Déployé en version test dans plusieurs entreprises, Facebook at Work semble avoir transformé l’essai et compte désormais plusieurs gros clients.

 En France, Lagardère et Century 21 (4 000 employés) testent le réseau social professionnel made in Facebook en version bêta au sein de leur compagnie depuis le début du mois.

Facebook at Work proposera deux versants : l’un corporate permettant aux différents salariés d’une entreprise de « discuter avec des collègues […] et de collaborer à des documents », l’autre « de se mettre en relation avec des professionnels », à la manière de LinkedIn qui permet de se constituer un réseau pro (messages, fil d’actualité, recommandations, offres d’emplois, etc.). Tout ça avec l’interface familière de Facebook et le même identifiant.

Une familiarité qui permet une adoption facilitée pour un coût de formation proche de zéro, des spécificités à même de garantir son succès.

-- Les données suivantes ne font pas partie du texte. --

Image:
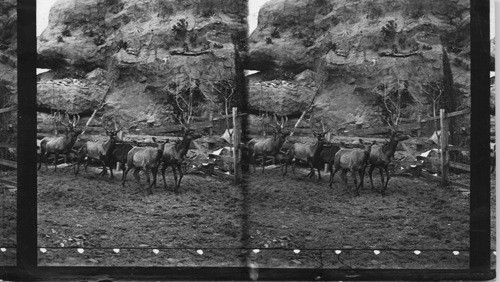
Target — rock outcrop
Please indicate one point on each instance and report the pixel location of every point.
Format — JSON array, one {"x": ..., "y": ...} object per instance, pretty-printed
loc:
[
  {"x": 148, "y": 49},
  {"x": 359, "y": 48}
]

Et Facebook peut compter sur un client de choix : la Royal Bank of Scotland entend déployer Facebook at Work auprès de ses 30 000 employés, avec pour objectif de l’étendre à l’ensemble de ses salariés, soit 100 000 employés d’ici à fin 2016.

Le directeur général de la RBS est dithyrambique et avance un taux d’adoption « phénoménal » de 90%.

300 entreprises (dont Heineken) utiliseraient désormais la version entreprise de Facebook, assure Julien Codorniou, directeur des partenariats chez Facebook et qui dirige la plateforme Facebook at Work, au site Techcrunch.

La plateforme aura une version gratuite (freemium) disponible d’ici la fin de l’année et des fonctionnalités payantes seront proposées ensuite. Comme l’a précisé Codorniou, la monétisation de la plateforme se fera autour d’un modèle éco freemium.